Last Updated on by Jeremy
The Palace Theatre in Greensburg is a popular performing arts space that is known for its history as much as its world-class performers that take the stage each week.
While I am still looking for the perfect show to take in a performance at the theater, I was able to get in on a behind-the-scenes tour to check out more of the history of this iconic spot!
A Brief History of The Palace Theatre
One thing I love about theaters in the area is that they're full of a ton of history, and The Palace Theatre in Greensburg is no exception.
The area the theater encompasses has been home to performing arts spaces since the 1880s when an opera house was built where the theater now stands. As the decades went on other ventures occupied the space including a boxing arena, ice skating rink, and finally The Strand Theater with an attached candy shop built where the side courtyard and event space for The Palace Theater stands today.
In the early 1920s the land next to The Strand was purchased and built into the theater we know today (then called The Manos Theatre, with The Palace being the grandest of all the theaters in the chain). The theater opened on September 2nd, 1926 with two 4-hour performances that were shown to a packed house of thousands and, naturally, went well into the night.
Shortly thereafter movies became popular and in the 1930s Warner Brothers bought the theater and operated it for many decades as a place to show their movies (during this period of time production companies also owned theaters to distribute their films).
The theater continued on until it was sold multiple times throughout the 70s, and was finally saved by the Westmoreland Cultural Trust in the 90s, restored to its former glory, and is now a stunning spot for shows of all kinds in Greensburg!
What You Can See on a Tour of The Palace Theatre
Apart from a show, The Palace Theatre is a museum in its own right.
The lobby and balcony levels feature historical film equipment, the fountain on the balcony is an incredibly rare style, the theater walls are adorned with some stunning works of art by Louis Grell, and the basement used to have a bowling alley in it (the latter part only visible on tours)!
Seeing these when visiting for a show is great, but hearing their historical significance while on a tour cannot be beaten.

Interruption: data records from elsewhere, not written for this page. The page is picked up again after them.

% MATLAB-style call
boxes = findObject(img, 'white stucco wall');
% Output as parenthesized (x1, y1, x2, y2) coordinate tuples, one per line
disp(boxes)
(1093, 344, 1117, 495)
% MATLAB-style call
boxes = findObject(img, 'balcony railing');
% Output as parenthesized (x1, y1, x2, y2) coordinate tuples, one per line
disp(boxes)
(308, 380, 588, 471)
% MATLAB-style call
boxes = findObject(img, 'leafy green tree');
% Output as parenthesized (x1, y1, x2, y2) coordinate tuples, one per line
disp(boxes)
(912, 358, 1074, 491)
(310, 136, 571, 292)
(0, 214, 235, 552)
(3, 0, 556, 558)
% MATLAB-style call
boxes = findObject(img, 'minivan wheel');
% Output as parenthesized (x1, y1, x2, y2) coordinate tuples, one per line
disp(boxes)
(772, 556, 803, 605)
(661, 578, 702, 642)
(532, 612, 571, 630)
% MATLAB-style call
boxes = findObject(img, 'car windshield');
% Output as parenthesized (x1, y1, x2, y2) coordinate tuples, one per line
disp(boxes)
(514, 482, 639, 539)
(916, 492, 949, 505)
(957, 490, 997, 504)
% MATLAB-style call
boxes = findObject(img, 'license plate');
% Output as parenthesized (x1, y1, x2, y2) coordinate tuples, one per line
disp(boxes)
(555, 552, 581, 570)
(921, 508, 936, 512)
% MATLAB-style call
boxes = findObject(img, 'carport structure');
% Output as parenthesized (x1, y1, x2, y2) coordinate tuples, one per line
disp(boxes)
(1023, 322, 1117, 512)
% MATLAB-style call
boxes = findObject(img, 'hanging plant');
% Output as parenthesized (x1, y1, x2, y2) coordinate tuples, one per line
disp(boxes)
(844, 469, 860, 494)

Yes, the paintings are gorgeous, but they also went through a painstaking restoration in recent years. The old organ was purchased and moved across state lines to be with a collector. And the basement bowling alley was likely used during the same time the theater was open for shows (hope the movies were loud ones if used at the same time!). This is just scratching the surface of the theater's impressive history and restoration.

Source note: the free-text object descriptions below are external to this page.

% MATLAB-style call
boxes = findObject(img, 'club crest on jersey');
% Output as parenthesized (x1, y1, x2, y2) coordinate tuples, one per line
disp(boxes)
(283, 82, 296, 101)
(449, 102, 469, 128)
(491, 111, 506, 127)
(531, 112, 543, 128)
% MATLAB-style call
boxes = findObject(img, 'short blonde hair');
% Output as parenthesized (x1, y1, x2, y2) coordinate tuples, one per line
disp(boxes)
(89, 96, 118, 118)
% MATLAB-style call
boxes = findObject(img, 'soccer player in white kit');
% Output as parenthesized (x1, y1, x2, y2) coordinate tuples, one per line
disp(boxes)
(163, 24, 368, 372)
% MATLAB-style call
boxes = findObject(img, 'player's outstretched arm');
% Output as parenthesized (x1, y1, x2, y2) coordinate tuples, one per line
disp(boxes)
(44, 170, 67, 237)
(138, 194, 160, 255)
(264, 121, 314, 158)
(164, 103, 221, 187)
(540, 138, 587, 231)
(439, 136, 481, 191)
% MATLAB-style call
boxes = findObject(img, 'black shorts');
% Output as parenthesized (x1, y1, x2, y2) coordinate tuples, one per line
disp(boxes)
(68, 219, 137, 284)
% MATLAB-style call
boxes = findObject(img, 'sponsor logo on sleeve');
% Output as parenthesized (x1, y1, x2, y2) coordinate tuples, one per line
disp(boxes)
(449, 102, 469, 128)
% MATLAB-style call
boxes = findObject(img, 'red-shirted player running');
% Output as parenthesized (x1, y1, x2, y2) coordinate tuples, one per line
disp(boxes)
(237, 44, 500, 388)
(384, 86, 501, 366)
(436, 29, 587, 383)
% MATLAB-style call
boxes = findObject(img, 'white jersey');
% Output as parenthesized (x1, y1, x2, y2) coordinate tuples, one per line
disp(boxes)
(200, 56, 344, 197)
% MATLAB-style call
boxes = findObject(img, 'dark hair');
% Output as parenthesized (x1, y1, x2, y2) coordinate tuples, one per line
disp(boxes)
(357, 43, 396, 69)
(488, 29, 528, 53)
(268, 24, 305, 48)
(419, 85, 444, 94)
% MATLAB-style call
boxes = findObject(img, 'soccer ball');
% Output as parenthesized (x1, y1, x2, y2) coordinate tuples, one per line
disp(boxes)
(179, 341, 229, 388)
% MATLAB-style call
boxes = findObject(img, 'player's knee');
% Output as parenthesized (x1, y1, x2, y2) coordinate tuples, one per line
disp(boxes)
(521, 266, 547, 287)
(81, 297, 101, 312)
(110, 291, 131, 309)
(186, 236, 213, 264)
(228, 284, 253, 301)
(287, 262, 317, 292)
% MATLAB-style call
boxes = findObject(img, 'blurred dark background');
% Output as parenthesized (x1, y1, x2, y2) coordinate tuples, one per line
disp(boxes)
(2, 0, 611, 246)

So while you can see the historical theater when visiting for a show, be it for an up-and-coming performer or a star that's been touring for decades, a tour of the theater really helps bring The Palace Theatre's history to life. Getting on the stage, into the dressing rooms, and exploring the basement are just added perks!

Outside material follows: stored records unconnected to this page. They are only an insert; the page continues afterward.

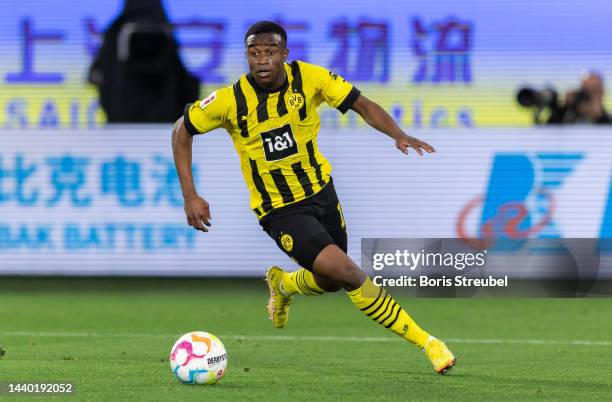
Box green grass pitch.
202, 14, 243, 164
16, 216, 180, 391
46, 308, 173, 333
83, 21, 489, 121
1, 278, 611, 401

The Palace Theatre is located at 21 West Otterman Street in Greensburg, PA, and is open for performances and live music. Tours are available for groups (typically 10 or more) and public tours are also offered the Saturday after Labor Day to celebrate the theater's anniversary. I was a guest of Westmoreland Heritage for a behind-the-scenes tour for this article. The Palace Theatre is a stop on the Westmoreland Heritage Passport– be sure to get your sticker when visiting for a show.